7.3.2  Inference for Paired Means
7.3.2  Inference for Paired MeansIntroduction
When we developed the inference for the independent samples, we depended on the statistical theory to help us. The theory, however, required the samples to be independent. What can we do when the two samples are not independent, i.e., the data is paired?
Consider an example where we are interested in a person’s weight before implementing a diet plan and after. Since the interest is focusing on the difference, it makes sense to “condense” these two measurements into one and consider the difference between the two measurements. For example, if instead of considering the two measures, we take the before diet weight and subtract the after diet weight. The difference makes sense too!

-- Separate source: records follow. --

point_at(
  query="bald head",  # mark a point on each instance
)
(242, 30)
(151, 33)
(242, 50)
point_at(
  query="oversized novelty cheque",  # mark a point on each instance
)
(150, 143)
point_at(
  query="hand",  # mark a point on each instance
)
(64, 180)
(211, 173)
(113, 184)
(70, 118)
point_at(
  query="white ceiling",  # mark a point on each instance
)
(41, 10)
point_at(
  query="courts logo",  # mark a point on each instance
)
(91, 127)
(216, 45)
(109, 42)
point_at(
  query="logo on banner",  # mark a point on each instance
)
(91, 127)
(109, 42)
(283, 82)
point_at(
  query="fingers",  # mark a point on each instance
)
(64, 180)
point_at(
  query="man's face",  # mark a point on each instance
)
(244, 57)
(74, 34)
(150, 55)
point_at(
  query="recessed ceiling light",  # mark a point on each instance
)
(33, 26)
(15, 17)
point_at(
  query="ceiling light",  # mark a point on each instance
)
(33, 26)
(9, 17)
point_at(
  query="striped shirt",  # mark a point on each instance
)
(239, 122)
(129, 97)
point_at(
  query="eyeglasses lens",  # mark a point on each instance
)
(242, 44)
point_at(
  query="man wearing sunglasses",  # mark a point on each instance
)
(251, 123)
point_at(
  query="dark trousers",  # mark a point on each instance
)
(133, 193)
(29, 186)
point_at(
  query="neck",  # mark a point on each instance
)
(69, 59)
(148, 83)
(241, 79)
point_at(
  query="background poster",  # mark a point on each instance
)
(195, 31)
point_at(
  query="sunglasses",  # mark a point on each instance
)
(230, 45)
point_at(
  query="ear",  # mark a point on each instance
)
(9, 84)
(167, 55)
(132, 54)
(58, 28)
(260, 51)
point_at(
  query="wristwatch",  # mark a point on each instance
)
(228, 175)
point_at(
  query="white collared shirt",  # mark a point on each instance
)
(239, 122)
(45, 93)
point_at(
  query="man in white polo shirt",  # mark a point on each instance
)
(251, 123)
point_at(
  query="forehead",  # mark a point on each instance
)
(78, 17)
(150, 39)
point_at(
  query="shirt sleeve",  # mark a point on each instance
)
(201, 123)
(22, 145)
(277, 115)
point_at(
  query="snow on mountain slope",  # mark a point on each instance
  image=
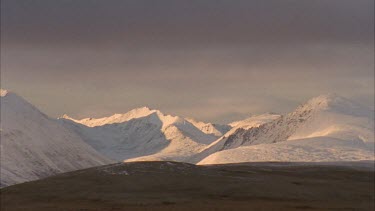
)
(327, 117)
(143, 134)
(251, 122)
(34, 146)
(317, 149)
(209, 128)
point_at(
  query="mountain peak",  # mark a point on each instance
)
(3, 92)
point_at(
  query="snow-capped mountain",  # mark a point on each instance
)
(326, 128)
(145, 134)
(251, 122)
(34, 146)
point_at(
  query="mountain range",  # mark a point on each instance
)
(33, 145)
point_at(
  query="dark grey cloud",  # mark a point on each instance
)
(184, 23)
(214, 60)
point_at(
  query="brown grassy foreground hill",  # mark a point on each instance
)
(181, 186)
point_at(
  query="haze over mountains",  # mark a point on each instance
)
(326, 128)
(34, 146)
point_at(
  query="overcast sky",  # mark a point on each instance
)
(214, 60)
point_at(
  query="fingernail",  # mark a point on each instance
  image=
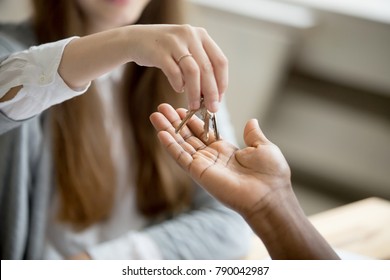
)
(214, 106)
(194, 105)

It is the weight lost on the diet.
When we take the two measurements to make one measurement (i.e., the difference), we are now back to the one sample case! Now we can apply all we learned for the one sample mean to the difference (Cool!)
The Confidence Interval for the Difference of Paired Means, \(\mu_d\)

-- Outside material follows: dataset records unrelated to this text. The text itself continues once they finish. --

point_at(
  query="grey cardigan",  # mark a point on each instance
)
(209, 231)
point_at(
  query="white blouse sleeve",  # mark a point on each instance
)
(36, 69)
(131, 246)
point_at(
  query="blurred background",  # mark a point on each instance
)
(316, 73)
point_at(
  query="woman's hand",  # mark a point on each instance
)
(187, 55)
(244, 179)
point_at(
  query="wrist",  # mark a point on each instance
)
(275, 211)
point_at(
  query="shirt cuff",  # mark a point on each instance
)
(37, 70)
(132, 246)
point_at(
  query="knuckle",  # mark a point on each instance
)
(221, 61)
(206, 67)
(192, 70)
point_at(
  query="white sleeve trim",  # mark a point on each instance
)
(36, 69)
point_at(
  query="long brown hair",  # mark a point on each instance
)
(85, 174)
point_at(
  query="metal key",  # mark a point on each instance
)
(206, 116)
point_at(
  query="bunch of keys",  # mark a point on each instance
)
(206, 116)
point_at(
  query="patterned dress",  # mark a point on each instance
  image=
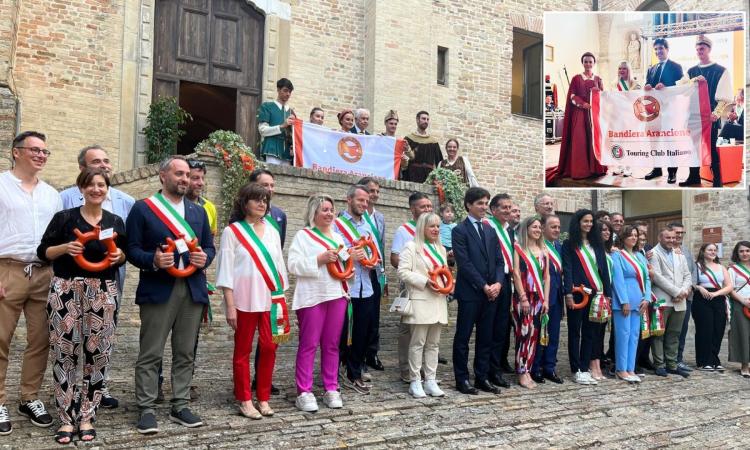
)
(81, 309)
(527, 326)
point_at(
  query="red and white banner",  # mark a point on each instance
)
(326, 150)
(669, 127)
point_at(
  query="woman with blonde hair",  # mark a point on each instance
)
(320, 301)
(624, 82)
(531, 299)
(429, 308)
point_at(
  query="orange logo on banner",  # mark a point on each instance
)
(350, 149)
(646, 108)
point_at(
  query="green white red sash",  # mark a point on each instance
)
(432, 255)
(711, 277)
(329, 244)
(506, 247)
(641, 274)
(271, 221)
(411, 227)
(274, 281)
(170, 217)
(534, 269)
(588, 261)
(554, 256)
(742, 271)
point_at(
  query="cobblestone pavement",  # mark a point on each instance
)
(706, 410)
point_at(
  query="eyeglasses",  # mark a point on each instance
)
(195, 164)
(36, 151)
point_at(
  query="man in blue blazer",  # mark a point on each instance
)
(545, 361)
(168, 304)
(478, 283)
(117, 202)
(663, 74)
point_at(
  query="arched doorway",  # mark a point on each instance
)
(209, 55)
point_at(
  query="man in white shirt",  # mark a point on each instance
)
(419, 204)
(27, 205)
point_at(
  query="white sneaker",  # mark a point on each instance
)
(581, 378)
(415, 389)
(306, 402)
(590, 379)
(432, 389)
(332, 399)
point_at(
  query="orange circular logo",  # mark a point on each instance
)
(350, 149)
(646, 108)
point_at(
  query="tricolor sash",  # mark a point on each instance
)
(170, 217)
(554, 256)
(588, 261)
(641, 273)
(411, 227)
(506, 246)
(711, 277)
(432, 255)
(534, 269)
(742, 271)
(273, 279)
(329, 244)
(271, 221)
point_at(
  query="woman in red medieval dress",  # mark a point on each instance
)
(577, 158)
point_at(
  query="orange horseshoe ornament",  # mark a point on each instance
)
(190, 268)
(586, 292)
(445, 276)
(93, 235)
(367, 242)
(348, 268)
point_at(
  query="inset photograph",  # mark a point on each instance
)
(644, 100)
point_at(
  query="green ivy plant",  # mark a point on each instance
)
(235, 158)
(162, 130)
(452, 187)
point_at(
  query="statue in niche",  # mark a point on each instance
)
(634, 51)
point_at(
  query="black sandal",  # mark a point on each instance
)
(82, 434)
(60, 435)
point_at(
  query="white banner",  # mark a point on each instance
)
(322, 149)
(670, 127)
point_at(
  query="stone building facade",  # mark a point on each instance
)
(83, 72)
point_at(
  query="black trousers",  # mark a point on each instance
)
(374, 345)
(580, 338)
(501, 328)
(470, 314)
(710, 318)
(364, 312)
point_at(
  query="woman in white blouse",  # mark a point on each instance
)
(320, 302)
(739, 330)
(429, 309)
(247, 297)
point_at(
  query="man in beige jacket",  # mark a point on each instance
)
(671, 284)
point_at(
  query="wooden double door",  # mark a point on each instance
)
(212, 48)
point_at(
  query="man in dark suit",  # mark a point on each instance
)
(478, 285)
(545, 361)
(663, 74)
(361, 121)
(168, 304)
(501, 207)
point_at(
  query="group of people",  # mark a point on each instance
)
(62, 264)
(420, 155)
(577, 159)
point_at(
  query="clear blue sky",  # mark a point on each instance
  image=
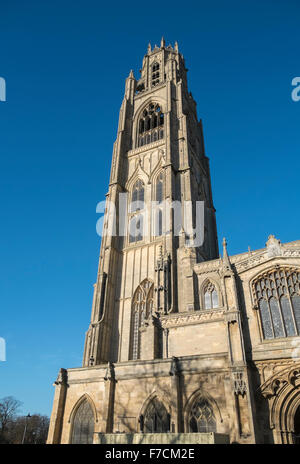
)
(65, 63)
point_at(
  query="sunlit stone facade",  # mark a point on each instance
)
(181, 340)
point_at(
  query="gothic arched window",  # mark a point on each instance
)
(83, 424)
(151, 125)
(136, 224)
(142, 306)
(277, 296)
(211, 300)
(156, 419)
(159, 188)
(201, 417)
(155, 74)
(158, 213)
(137, 197)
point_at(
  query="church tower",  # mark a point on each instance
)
(146, 269)
(182, 342)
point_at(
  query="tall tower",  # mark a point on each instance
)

When we consider the difference of two measurements, the parameter of interest is the mean difference, denoted \(\mu_d\). The mean difference is the mean of the differences. We are still interested in comparing this difference to zero.
Suppose we have two paired samples of size \(n\):
\(x_1, x_2, …., x_n\) and \(y_1, y_2, … , y_n\)
Their difference can be denoted as:
\(d_1=x_1y_1, d_2=x_2y_2, …., d_n=x_ny_n\)
The sample mean of the differences is:
\(\bar{d}=\frac{1}{n}\sum_{i=1}^n d_i\)
Denote the sample standard deviation of the differences as \(s_d\).
If \(\bar{d}\) is normal (or the sample size is large), the sampling distribution of \(\bar{d}\) is (approximately) normal with mean \(\mu_d\), standard error \(\dfrac{\sigma_d}{\sqrt{n}}\), and estimated standard error \(\dfrac{s_d}{\sqrt{n}}\).
At this point, the confidence interval will be the same as that of one sample.
 \(\boldsymbol{(1\alpha)100\%}\) Confidence interval for \(\boldsymbol{\mu_d}\)

\(\bar{d}\pm t_{\alpha/2}\frac{s_d}{\sqrt{n}}\)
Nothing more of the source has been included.